Hello Volunteer State!! How about you voluntarily read up on congressional candidates’ sustainable platforms and find a good one to vote for, Tennessee! To learn more about Sustainable Politician Project, read our full intro here.
Voting in Tennessee
Your polls for Congress are open, but you’re supposed to already be registered with a political party in order to vote. (But you can also declare your affiliation at the polls themselves and vote anyway. It’s not a very enforceable rule.) Your primary election is on August 2, and the candidates only need a plurality vote in order to move onto the general election in November.
Things on the ballot: U.S. Senate, U.S. House, Governor, state executive offices, state senate, state house, local judges, local ballot measures, school boards, municipal government, and candidate ballot access.
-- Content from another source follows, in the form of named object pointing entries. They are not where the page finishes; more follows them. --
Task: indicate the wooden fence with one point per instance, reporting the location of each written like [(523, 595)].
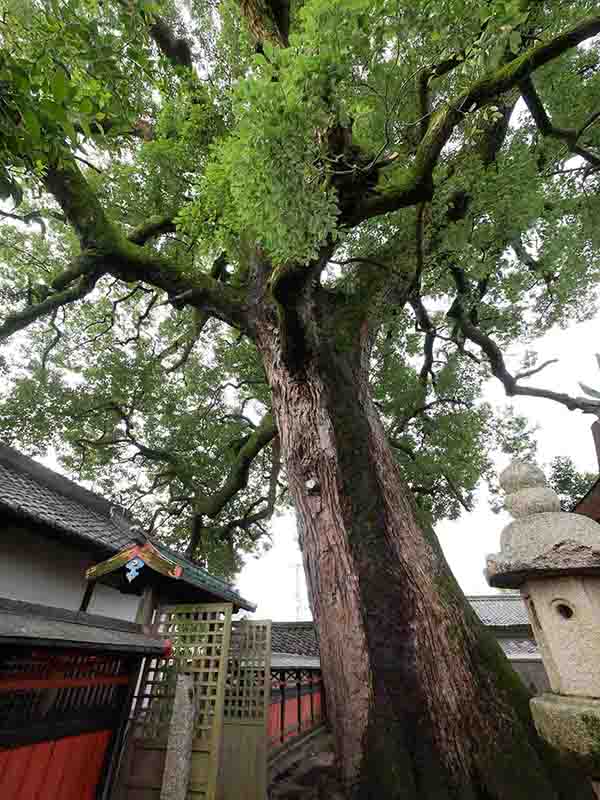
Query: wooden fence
[(297, 704)]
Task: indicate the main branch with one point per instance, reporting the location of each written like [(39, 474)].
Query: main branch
[(511, 382), (106, 250), (416, 182), (570, 136)]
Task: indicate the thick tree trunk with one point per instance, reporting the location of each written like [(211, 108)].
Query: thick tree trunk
[(422, 702)]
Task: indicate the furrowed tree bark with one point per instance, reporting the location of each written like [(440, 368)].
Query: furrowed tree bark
[(422, 702)]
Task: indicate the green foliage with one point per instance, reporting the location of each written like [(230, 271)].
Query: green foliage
[(568, 482), (256, 149)]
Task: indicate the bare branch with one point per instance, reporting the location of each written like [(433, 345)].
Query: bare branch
[(20, 320), (54, 341), (176, 49), (568, 135), (237, 479), (510, 382), (528, 373), (416, 184)]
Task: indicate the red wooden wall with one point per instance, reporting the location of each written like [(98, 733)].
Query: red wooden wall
[(297, 701), (66, 769)]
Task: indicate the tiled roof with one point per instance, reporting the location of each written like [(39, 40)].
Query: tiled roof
[(500, 610), (525, 649), (36, 493), (285, 660), (294, 637)]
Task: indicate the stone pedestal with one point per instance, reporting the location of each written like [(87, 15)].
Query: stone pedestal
[(572, 726), (554, 559)]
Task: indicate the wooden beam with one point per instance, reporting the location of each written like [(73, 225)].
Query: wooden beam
[(87, 596), (147, 553), (112, 564)]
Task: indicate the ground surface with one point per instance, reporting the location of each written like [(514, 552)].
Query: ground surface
[(309, 773)]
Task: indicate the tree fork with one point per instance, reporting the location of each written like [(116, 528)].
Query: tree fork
[(436, 711)]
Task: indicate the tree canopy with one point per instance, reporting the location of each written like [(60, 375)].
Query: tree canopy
[(437, 162)]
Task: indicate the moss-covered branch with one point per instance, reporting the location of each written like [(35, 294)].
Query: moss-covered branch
[(415, 183), (570, 136), (22, 319), (237, 478), (106, 249)]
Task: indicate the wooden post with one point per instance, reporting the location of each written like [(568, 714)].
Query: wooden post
[(178, 760), (87, 595), (299, 699), (148, 602), (282, 706)]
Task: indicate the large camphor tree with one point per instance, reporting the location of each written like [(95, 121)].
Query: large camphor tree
[(258, 252)]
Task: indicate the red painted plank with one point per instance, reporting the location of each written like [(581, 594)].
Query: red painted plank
[(56, 768), (35, 784), (66, 761), (63, 683), (97, 747), (15, 772)]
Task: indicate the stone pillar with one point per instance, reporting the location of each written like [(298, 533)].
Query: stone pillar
[(554, 559), (178, 760)]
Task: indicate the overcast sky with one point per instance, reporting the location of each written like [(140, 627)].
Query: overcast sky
[(271, 580)]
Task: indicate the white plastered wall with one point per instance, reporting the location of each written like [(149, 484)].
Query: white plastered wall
[(50, 572)]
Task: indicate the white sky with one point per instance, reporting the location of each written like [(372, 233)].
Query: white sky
[(270, 581)]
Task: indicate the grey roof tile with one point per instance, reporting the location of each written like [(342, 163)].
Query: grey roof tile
[(299, 638), (36, 493), (501, 610)]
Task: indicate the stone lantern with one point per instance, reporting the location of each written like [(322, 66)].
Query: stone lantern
[(554, 559)]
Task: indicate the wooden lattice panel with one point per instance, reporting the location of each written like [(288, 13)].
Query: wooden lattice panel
[(247, 688), (243, 769), (200, 639)]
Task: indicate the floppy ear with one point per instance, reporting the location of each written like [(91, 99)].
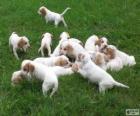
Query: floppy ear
[(81, 57), (69, 47), (31, 67), (43, 11), (111, 53), (21, 43)]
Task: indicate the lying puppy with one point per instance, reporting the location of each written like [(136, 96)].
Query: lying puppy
[(94, 44), (46, 43), (114, 63), (18, 43), (46, 74), (63, 37), (99, 59), (52, 16), (125, 58), (62, 61), (71, 49), (17, 77), (95, 74)]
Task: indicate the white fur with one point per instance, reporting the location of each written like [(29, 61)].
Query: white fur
[(49, 75), (51, 61), (126, 59), (90, 44), (46, 43), (13, 43), (55, 17), (63, 37), (95, 74)]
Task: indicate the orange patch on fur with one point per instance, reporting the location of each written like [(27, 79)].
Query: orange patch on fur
[(21, 43), (61, 62), (43, 12)]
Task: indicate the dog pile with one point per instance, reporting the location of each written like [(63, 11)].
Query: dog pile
[(91, 60)]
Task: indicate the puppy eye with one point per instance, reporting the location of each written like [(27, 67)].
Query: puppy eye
[(65, 49)]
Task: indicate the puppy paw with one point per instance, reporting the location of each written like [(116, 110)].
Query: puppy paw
[(75, 67)]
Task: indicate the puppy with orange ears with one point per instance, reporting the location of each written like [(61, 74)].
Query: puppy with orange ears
[(52, 16), (46, 44), (18, 43), (49, 75)]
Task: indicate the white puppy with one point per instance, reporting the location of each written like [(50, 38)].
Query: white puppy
[(54, 61), (63, 37), (18, 43), (52, 16), (125, 58), (46, 44), (17, 77), (90, 44), (71, 49), (46, 74), (95, 74)]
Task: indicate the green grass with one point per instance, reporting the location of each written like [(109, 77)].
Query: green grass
[(118, 20)]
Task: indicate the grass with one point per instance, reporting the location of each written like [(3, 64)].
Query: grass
[(118, 20)]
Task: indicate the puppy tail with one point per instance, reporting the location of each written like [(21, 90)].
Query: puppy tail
[(68, 8), (120, 84)]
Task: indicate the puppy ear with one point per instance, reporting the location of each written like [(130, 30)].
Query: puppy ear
[(21, 43), (69, 48), (31, 67), (43, 12), (111, 53), (81, 57)]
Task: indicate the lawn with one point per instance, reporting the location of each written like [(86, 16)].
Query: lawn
[(118, 20)]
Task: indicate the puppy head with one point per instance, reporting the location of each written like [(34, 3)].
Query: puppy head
[(63, 61), (49, 35), (110, 52), (17, 77), (64, 35), (66, 48), (42, 11), (27, 67), (23, 42)]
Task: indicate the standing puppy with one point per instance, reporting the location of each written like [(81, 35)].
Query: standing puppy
[(46, 44), (16, 42), (95, 74), (49, 75), (52, 16)]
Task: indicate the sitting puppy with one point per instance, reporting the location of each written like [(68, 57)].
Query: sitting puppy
[(49, 75), (122, 58), (99, 59), (114, 63), (52, 16), (16, 42), (95, 74), (71, 49), (64, 36), (46, 43), (62, 61), (17, 77), (94, 44)]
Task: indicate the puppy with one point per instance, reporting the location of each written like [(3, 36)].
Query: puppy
[(125, 58), (46, 74), (71, 49), (18, 43), (114, 63), (95, 74), (99, 59), (52, 16), (62, 61), (91, 43), (64, 36), (46, 43), (17, 77)]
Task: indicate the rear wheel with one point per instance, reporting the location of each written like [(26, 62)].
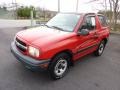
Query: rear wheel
[(100, 49), (59, 66)]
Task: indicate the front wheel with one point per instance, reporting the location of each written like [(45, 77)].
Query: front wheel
[(59, 66), (100, 49)]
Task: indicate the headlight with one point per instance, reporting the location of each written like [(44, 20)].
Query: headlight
[(33, 51)]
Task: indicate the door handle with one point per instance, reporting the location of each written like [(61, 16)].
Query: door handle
[(96, 35)]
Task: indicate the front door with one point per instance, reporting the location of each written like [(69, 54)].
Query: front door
[(87, 43)]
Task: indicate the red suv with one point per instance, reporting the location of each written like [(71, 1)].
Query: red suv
[(61, 41)]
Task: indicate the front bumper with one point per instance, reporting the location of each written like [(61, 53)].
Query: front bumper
[(29, 62)]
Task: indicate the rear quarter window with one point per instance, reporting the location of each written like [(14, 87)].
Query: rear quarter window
[(103, 20)]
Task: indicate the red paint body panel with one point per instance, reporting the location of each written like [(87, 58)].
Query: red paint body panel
[(50, 41)]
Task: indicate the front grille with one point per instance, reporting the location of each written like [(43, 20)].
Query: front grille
[(21, 45)]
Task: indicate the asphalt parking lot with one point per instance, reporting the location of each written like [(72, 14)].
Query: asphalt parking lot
[(90, 73)]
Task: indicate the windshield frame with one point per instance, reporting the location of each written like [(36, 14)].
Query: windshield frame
[(62, 29)]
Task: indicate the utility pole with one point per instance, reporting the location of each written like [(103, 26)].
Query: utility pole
[(31, 14), (58, 5), (77, 3)]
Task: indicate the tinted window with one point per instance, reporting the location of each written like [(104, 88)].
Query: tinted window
[(102, 20), (89, 23)]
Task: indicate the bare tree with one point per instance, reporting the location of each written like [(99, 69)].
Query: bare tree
[(113, 7)]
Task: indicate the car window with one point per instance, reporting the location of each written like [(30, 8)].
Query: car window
[(102, 20), (67, 22), (89, 23)]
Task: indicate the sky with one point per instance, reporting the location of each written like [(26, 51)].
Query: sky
[(65, 5)]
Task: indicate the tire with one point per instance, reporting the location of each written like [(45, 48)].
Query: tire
[(100, 49), (59, 66)]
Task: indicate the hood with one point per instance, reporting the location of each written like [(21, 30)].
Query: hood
[(42, 35)]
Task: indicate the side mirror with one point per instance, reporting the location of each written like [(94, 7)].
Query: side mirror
[(83, 32)]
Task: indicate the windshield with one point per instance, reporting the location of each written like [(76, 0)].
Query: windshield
[(66, 22)]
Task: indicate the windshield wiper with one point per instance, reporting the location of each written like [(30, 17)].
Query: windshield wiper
[(47, 25), (57, 28)]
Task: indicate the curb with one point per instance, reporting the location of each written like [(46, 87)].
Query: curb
[(114, 32)]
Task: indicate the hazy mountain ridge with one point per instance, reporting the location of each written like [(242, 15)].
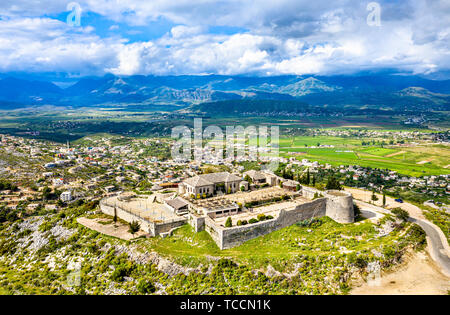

Your Senate candidates don’t provide too much information regarding sustainability or the environment, so we aren’t endorsing a candidate, but providing what we could find.
- Phil Bredesen (D)
- Gary Davis (D)
- John Wolfe (D)
- Marsha Blackburn (R) – (Campaign Site) – As Tennessee 7th district representative, Marsha has shown some conflicting viewpoints here. While she seems to value clean air and water, she supports an “all of the above” energy plan, which uses all energy sources–renewable and fossil fuels. And it’s all negative from here, folks. She opposes the Clean Power Plan (which works to reduce pollution and keep the air clean) and feels like the EPA is overreaching its power (which also works to keep the air clean. It kind of seems like she doesn’t care about the air too much after all.)
- Aaron Pettigrew (R)
- Trudy Austin (Independent) – Took a political courage test in 2000, which shows support for strengthening the Clean Air & Water Acts, investing in renewable energy to reduce pollution, and increase logging restrictions (source).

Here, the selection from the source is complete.